American football official

James DeBell is a former American football official who was in the National Football League (NFL) and the Alliance of American Football (AAF).

==Career==
DeBell started his career officiating high school football in upstate New York and then eventually moved on to college football. He officiated in the Conference USA and the Big East before joining the NFL. He also refereed in Ivy League and Atlantic 10 as well as the Arena Football League and NFL Europe. He officiated the Emerald Bowl in December 2004.

DeBell made his debut in the NFL as a side judge on the crew of Alberto Riveron in 2009. His first NFL game that he officiated was in Tampa Bay, Florida, where the Dallas Cowboys played against the Tampa Bay Buccaneers. He officiated 17 games his first NFL football season.

His first NFL playoff appearance was in the 2010–11 NFC Divisional round between the Chicago Bears and the Seattle Seahawks. In 2011, he was awarded the Outstanding Football Official Award (Rochester) by the National Football Foundation and College Football Hall of Fame (NFF).

For 2014, DeBell was on the officiating crew headed by referee Bill Vinovich.

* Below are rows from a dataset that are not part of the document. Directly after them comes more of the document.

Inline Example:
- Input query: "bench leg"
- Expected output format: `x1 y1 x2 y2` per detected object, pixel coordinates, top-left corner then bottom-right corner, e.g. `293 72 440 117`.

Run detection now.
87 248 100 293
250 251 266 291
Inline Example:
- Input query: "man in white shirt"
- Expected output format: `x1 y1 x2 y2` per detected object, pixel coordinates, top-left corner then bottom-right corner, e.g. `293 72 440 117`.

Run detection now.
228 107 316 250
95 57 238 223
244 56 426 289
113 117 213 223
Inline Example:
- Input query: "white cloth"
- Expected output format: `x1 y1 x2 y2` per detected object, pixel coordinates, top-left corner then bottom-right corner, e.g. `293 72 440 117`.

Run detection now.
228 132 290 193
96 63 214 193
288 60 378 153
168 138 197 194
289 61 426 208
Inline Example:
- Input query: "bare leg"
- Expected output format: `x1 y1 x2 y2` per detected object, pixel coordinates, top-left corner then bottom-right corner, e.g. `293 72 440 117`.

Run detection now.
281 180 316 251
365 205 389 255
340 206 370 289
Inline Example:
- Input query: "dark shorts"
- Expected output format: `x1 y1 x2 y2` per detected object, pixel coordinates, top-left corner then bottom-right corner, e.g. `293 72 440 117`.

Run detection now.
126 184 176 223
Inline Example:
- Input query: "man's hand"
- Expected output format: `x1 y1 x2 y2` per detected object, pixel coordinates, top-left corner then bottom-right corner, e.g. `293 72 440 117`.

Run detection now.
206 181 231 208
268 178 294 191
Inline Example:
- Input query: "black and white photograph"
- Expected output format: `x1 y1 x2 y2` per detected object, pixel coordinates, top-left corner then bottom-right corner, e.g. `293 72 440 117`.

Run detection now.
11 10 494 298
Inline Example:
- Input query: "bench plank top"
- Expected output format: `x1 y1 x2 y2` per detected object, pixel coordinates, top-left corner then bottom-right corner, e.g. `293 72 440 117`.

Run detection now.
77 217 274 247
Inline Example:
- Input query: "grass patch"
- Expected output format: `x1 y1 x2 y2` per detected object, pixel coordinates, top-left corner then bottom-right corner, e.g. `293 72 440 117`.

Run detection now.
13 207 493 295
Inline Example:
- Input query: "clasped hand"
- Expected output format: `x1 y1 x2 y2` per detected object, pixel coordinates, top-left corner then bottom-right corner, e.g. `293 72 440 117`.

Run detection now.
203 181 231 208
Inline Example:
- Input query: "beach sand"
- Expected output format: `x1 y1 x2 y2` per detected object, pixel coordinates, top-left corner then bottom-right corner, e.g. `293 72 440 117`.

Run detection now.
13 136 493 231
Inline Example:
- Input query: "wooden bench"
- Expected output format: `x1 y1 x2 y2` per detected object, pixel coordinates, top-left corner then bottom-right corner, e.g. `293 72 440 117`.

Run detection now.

On May 29, 2015, it was announced that DeBell would not return to the field for the 2015 NFL season.

During the 2019 AAF season, DeBell is a back judge on the officiating crew led by referee Reggie Smith.

==Personal life==
Outside of the football, DeBell is retired. He graduated from Arcadia High School in Greece, New York, in 1980 and was involved in all sports including football, baseball, and basketball. At approximately 6 ft 1 in and 200 lb, he has the physique of an athlete.

DeBell currently resides in Conesus, New York, with his wife, Luane, and their children, Nikole and Tyger. He is the son of James DeBell, who was well known throughout NYS athletics, and Joyce Debell. He has two sisters, Debbie and Sandy, and a brother, Joe.